Is the city is in a panic over IFRS because:
- Businesses have left their preparations too late and will not be ready
- Firms are suffering from a lack of skilled auditors in the run-up to 1 January
- Or is the eleventh-hour intervention due to a combination of both of the above?
Mounting problems surrounding the introduction of international financial reporting standards, including a lack of preparation by companies, uncertainty over the standards and a shortage of auditors, has forced the Financial Services Authority to give listed companies another month to make the switch.
The move came as Accountancy Age’s exclusive IFRS survey this week revealed that, with less than two months to go until their introduction across the European Union, 42% of 1,000 companies polled have yet to begin preparing for the impact of international standards. By contrast, only 15% of respondents said their preparations were complete.
This lack of readiness is compounded by widespread concern among the business community that as 2005 nears, auditors already burdened with Sarbanes-Oxley work will be desperately short of IFRS-skilled people to meet the demand from clients.
Acknowledging these concerns, alongside the continuing uncertainties caused by IAS39 and other as-yet endorsed standards, the Financial Services Authority last week revealed it would allow companies an extra 30 days to publish their first interim results under IFRS.
The relaxation gives UK companies the EU maximum of 120 days, instead of the FSA’s 90, to file their first interim figures in accordance with the new standards.
In a letter to chief executives of listed companies, Gay Huey Evans, the watchdog’s director of markets, said: ‘We do accept that preparing for the introduction of IFRS has not been easy for firms, given general uncertainties about the standards. There is also the question of sufficiently qualified auditor resources – although we think auditors’ existing resources should be adequate to cope with demand from clients, there is a small risk that they will not be.’
Last week’s Accountancy Age/Robert Half Finance & Accounting salary survey highlighted that skilled staff were getting harder to find. Wages rose 5.3% over the last six months as the first skirmishes of a talent war began. Nearly two-fifths of respondents said they were struggling to find staff with the right skills.
Ernst & Young chairman Nick Land admitted this week that the Big Four’s assurance businesses were suffering. ‘The problem is a) in the UK there is a skills shortage full stop; b) we all cut back on our graduate recruitment; and c) all this increased transparency – 404 and IFRS – means corporates are recruiting very actively,’ he said. But Kieran Poynter, chairman at PricewaterhouseCoopers, dismissed the idea that there would not be enough skilled audit staff at the firm to cope with the needs of clients moving to IFRS.

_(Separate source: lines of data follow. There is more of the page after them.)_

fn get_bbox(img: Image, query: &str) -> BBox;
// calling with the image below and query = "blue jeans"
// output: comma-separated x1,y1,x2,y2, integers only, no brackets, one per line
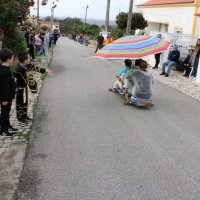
162,61,177,75
193,56,199,77
43,44,49,62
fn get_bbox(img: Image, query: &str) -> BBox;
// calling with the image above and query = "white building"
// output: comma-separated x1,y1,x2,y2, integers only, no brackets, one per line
136,0,200,35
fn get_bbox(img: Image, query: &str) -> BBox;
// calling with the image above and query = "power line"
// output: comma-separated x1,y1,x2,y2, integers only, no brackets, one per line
89,0,98,7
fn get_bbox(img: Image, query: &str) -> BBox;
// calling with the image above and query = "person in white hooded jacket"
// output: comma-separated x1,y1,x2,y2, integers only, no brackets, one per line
124,60,154,99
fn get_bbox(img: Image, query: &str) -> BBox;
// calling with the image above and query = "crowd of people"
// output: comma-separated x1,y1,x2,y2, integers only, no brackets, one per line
0,48,52,138
24,28,59,62
68,33,90,46
152,34,200,78
0,25,61,138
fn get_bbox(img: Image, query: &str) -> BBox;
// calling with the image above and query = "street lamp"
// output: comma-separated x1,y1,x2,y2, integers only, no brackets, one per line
51,1,59,32
36,0,58,29
84,5,89,30
105,0,111,32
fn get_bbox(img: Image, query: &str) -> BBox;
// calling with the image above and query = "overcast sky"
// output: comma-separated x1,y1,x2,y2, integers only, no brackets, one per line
30,0,147,20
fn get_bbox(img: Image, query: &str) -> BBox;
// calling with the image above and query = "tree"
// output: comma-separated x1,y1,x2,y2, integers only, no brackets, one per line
116,11,148,34
60,17,100,37
60,17,83,33
0,0,35,51
0,0,35,35
111,28,124,38
85,24,100,37
116,12,128,30
44,16,51,21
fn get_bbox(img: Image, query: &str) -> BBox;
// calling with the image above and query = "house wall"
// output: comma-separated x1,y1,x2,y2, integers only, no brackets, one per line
137,6,195,34
146,22,168,33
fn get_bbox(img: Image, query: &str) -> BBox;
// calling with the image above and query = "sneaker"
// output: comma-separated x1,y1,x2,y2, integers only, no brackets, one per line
0,132,15,138
165,74,169,77
152,66,158,69
25,116,33,121
18,118,27,123
7,127,18,134
160,72,165,75
112,88,117,92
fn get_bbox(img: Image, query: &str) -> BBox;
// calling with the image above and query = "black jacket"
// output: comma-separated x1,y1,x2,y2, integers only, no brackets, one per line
183,55,192,65
14,63,46,93
97,36,104,45
0,65,16,102
168,50,180,63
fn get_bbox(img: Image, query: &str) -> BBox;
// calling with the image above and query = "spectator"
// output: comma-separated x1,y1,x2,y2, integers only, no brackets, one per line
34,32,42,56
39,30,45,55
53,31,59,45
95,33,104,53
49,32,54,48
43,29,50,62
84,34,89,46
24,28,30,48
14,52,52,122
183,49,194,77
0,48,18,137
29,29,35,60
160,45,180,77
191,39,200,77
153,33,162,69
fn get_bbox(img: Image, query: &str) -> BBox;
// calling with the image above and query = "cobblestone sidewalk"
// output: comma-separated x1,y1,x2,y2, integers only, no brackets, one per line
149,67,200,101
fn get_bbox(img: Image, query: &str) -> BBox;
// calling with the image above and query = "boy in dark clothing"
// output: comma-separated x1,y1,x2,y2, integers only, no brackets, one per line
95,33,104,53
14,52,52,122
183,49,194,77
29,29,35,60
0,48,18,137
24,28,30,48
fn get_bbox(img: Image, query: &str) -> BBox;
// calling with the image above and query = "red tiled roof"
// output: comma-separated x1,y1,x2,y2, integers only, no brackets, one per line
39,21,60,26
138,0,195,6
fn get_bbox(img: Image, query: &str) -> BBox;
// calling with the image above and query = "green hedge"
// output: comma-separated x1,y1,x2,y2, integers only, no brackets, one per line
2,29,28,54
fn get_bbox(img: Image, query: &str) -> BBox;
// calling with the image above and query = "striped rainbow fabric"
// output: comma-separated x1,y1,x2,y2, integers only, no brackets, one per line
93,35,170,59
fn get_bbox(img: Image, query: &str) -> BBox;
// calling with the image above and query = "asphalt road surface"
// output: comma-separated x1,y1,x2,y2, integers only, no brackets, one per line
15,38,200,200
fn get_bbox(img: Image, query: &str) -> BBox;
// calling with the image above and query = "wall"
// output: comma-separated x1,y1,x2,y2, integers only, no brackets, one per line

‘While it’s no surprise that there aren’t too many people experienced in IFRS, we have been working hard on training our employees up.’ He added that training would be supplemented to a limited extent by using the experience of staff in other parts of the world that have been dealing with IFRS for longer, such as in Russia.
Companies wishing to take advantage of the FSA’s 30-day extension must inform the market before the end of the accounting period the delay relates to, explaining the reasons behind the move.
The FSA also revealed it would keep to a minimum the number of changes in its regulatory accounting rules, in light of the new standards, to help reduce disruption to companies further.
- European Commission’s creation of a second version of IAS39 causes market confusion
- Big Four chiefs admit they need to expand assurance departments to cope with IFRS work
- AIM decides last month to give companies until 2007 to adopt IFRS
- With just eight weeks to go almost half of companies have not yet started or are behind in IFRS preparations.